UAA 2019: Urologists call for improved standard, shared care with GPs
“It’s a great honour to be selected as a host country for the UAA congress. It definitely wasn’t an easy task as we had to bid for hosting rights and we were up against other interested member countries,” said Dato’ Dr Rohan Malek.
The UAA which was formed in 1990, has 26 member countries. Conscious effort was made by the organizers to make the conference as accessible as possible to all member countries. “We want to bring everyone together,” said Rohan. “This includes participants from the Category C member countries among others.” Category C is a UN classification for developing economies with low income. For participants from these countries, there will be an incentive of lower registration fees. Additionally, participants especially from these countries can also apply for a few travel grants provided they submit an application with an abstract for presentation.
Rohan said GPs with special interest in urology are also welcomed to attend the Congress. He alluded to the ageing of the population in Malaysia.
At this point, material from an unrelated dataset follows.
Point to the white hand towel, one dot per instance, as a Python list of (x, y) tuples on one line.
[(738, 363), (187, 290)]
By 2040, Malaysia will have 11.5 percent of her population above the 65-year mark. As age creeps up, so too does comorbidities and age-related diseases such as incontinence, benign prostate hyperplasia, prostate cancer and overactive bladder. More healthcare professionals will be needed to cater to the rise in such cases.
According to Selvalingam, specialists and GPs will have to embark on shared care of the patients. He said it was impossible for urologists to handle all cases on their own and a model where patients are referred to specialists for complications and then referred back to GPs for monitoring, is the way forward. Selvalingam said: “Part of the goal [of the congress] is to create awareness in GPs of urological complications so that they can refer patients when necessary.”
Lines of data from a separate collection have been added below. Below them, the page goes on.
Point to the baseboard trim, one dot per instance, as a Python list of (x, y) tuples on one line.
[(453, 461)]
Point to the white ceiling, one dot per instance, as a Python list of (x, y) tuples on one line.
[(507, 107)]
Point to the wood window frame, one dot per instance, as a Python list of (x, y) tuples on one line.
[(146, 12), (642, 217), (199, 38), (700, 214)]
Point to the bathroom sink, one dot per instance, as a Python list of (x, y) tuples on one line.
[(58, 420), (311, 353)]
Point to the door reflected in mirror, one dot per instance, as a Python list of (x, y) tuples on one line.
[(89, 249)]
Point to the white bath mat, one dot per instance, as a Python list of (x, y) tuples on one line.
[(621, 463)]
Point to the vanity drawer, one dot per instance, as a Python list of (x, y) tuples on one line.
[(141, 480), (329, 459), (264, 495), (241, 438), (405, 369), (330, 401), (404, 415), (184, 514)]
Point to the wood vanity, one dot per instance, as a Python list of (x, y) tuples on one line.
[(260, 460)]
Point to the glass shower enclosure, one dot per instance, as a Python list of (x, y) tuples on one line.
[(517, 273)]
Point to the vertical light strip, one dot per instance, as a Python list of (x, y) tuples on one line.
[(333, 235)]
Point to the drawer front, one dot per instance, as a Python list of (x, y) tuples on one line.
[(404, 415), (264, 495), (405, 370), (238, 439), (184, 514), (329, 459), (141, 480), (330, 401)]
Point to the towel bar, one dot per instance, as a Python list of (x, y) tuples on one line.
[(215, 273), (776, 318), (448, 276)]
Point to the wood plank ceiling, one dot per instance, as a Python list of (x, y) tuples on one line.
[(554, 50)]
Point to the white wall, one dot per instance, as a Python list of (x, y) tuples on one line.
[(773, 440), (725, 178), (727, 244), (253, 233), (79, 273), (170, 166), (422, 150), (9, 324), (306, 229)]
Regional congresses such as the UAA serves as a learning platform for healthcare professionals to learn and catch up with cutting edge technology and procedures. Rohan said: “Some technologies such as robotic surgery is already well established in Western countries but in Asia, we are still catching up.”
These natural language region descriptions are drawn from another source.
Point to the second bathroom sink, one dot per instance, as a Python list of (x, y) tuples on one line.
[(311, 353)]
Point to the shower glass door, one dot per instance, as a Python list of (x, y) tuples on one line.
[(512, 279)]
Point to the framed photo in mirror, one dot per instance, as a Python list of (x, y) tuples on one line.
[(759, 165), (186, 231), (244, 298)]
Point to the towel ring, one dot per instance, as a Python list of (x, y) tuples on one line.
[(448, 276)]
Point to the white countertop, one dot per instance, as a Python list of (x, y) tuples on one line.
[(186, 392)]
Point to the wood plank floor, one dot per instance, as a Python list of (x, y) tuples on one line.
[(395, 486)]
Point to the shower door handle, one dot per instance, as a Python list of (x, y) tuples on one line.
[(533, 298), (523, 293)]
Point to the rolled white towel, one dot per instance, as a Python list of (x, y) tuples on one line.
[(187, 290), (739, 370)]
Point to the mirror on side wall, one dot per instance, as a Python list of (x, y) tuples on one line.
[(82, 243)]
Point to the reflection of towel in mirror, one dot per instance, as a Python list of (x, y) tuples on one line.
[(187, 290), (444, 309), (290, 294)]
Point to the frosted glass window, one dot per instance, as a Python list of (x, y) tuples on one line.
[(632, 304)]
The congress will incorporate the Asian Urology Residency course for trainee Urologists nominated by their country of origin. There will also be a Youth programme for newly qualified and junior urologists. The programme serves as a platform to build new leaders in the field. Finally, there are sessions to cater for nurses and paramedics, too, said Selvalingam. They will have a lower registration fees. However, they can choose to attend the rest of the conference for personal development.